Naomi Klein, in her book The Shock Doctrine, made us all aware of disaster capitalism—”the rapid-fire corporate reengineering of societies still reeling from shock”—which has occurred across the world, from Pinochet’s Chile to post-Katrina New Orleans.
But what about examples of people creating practices and institutions other than capitalism in societies that are reeling from shock, what we might call disaster noncapitalism?
We certainly saw many examples during the First Great Depression in the United States, of which King Vidor’s long-overlooked film is the best cinematic account.
More recently, beginning in 2000, Argentine workers recuperated more than 180 enterprises, thus creating thousands of jobs, forming a broad network of mutual support among the worker-run workplaces, and generating many community projects.
And now, of course, we have Greece’s solidarity movement, which unfortunately has received much less attention in the run-up to Sunday’s election than the fears stoked by those who want us to believe continued austerity is the only option.
Yes, Greece is a dramatic example of at least some aspects of disaster capitalism, the way a country can be pummeled into submission in order to maintain the privileges of a tiny minority at home and abroad. But it’s also an example of its opposite—of how people are willing to band together, in the worst of circumstances (with soaring unemployment, declining wages, and Draconian cuts to government services), to invent new kinds of economic institutions.
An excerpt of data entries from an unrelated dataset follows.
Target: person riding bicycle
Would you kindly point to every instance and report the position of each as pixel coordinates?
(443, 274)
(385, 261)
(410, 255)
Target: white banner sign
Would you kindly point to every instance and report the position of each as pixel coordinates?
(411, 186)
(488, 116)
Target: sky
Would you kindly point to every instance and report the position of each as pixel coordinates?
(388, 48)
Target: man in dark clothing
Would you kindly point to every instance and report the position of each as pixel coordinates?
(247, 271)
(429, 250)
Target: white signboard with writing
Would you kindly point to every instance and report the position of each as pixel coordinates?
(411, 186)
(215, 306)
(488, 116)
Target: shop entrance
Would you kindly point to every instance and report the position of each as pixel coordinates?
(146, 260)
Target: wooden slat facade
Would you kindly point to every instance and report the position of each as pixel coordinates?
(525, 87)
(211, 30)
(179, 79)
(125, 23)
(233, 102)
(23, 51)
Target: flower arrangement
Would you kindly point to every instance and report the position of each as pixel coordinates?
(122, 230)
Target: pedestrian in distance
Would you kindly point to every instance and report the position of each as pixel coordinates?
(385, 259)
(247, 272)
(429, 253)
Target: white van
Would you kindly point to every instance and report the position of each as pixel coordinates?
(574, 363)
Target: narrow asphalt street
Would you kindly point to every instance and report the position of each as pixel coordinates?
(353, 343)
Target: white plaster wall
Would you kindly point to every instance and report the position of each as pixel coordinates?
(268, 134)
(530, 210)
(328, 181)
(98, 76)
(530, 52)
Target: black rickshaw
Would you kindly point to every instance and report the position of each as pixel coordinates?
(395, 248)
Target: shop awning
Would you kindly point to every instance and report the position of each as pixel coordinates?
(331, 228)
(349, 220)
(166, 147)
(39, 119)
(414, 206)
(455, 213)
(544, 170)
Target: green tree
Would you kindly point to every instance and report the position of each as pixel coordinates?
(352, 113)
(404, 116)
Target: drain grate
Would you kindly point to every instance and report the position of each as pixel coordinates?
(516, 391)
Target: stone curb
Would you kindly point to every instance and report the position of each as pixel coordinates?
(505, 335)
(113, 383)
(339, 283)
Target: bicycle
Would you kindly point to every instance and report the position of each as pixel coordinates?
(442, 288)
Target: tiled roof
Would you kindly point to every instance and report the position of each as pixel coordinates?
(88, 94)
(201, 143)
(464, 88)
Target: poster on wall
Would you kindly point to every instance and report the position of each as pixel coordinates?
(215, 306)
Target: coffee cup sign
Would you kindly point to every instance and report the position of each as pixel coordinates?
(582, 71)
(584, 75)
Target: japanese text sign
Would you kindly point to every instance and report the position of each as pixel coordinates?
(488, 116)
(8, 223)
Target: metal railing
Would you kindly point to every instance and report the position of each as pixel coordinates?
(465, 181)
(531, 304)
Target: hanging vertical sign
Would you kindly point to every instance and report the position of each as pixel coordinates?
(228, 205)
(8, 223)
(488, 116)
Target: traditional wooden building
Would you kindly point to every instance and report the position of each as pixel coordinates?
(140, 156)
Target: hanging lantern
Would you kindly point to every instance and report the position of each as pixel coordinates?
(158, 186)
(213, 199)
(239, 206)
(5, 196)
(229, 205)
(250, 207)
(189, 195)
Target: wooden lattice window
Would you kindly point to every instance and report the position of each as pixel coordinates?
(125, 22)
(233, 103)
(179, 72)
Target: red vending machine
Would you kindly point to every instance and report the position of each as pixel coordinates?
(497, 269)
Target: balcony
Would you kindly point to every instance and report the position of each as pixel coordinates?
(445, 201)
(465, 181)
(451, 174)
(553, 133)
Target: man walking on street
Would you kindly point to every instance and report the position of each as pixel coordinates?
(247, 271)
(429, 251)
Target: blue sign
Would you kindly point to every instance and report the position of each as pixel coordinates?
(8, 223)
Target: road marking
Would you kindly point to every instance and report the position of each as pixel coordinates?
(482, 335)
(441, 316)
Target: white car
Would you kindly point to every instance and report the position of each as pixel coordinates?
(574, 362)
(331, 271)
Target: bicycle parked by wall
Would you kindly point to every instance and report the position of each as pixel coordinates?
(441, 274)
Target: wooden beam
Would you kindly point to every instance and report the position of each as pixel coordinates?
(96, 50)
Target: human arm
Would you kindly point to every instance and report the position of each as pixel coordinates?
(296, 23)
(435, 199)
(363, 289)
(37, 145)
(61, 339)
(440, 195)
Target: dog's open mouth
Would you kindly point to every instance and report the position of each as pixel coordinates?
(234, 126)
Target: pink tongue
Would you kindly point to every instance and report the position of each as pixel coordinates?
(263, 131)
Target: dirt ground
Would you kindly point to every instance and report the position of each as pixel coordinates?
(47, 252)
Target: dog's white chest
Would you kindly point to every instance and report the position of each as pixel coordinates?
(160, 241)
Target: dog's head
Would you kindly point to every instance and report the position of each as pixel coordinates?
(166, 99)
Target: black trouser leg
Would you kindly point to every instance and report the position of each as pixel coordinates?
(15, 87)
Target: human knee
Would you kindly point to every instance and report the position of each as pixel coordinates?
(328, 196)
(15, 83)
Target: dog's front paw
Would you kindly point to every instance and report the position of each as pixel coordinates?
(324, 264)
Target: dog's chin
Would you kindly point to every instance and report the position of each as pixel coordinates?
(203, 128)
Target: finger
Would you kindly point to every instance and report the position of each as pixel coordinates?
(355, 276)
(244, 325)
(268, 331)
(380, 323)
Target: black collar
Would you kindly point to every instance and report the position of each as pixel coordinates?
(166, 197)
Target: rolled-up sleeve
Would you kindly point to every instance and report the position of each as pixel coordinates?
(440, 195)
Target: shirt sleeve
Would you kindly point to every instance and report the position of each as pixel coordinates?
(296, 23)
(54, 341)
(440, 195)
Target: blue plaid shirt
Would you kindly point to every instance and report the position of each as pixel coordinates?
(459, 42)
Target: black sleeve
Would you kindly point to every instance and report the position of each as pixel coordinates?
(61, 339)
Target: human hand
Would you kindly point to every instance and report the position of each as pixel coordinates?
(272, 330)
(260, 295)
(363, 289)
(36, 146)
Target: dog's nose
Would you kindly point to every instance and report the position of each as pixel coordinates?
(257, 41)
The Peristeri health centre is one of 40 that have sprung up around Greece since the end of mass anti-austerity protests in 2011. Using donated drugs – state medicine reimbursements have been slashed by half, so even patients with insurance are now paying 70% more for their drugs – and medical equipment (Peristeri’s ultrasound scanner came from a German aid group, its children’s vaccines from France), the 16 clinics in the Greater Athens area alone treat more than 30,000 patients a month.
The clinics in turn are part of a far larger and avowedly political movement of well over 400 citizen-run groups – food solidarity centres, social kitchens, cooperatives, “without middlemen” distribution networks for fresh produce, legal aid hubs, education classes – that has emerged in response to the near-collapse of Greece’s welfare state, and has more than doubled in size in the past three years.
“Because in the end, you know,” said Christos Giovanopoulos in the scruffy, poster-strewn seventh-floor central Athens offices of Solidarity for All, which provides logistical and administrative support to the movement, “politics comes down to individual people’s stories. Does this family have enough to eat? Has this child got the right book he needs for school? Are this couple about to be evicted?”
As well as helping people in difficulty, Giovanopoulos said, Greece’s solidarity movement was fostering “almost a different sense of what politics should be – a politics from the bottom up, that starts with real people’s needs. It’s a practical critique of the empty, top-down, representational politics our traditional parties practise. It’s kind of a whole new model, actually. And it’s working.”
The many successes of disaster noncapitalism in Greece are one of the reasons Syriza has a good chance of winning tomorrow’s election.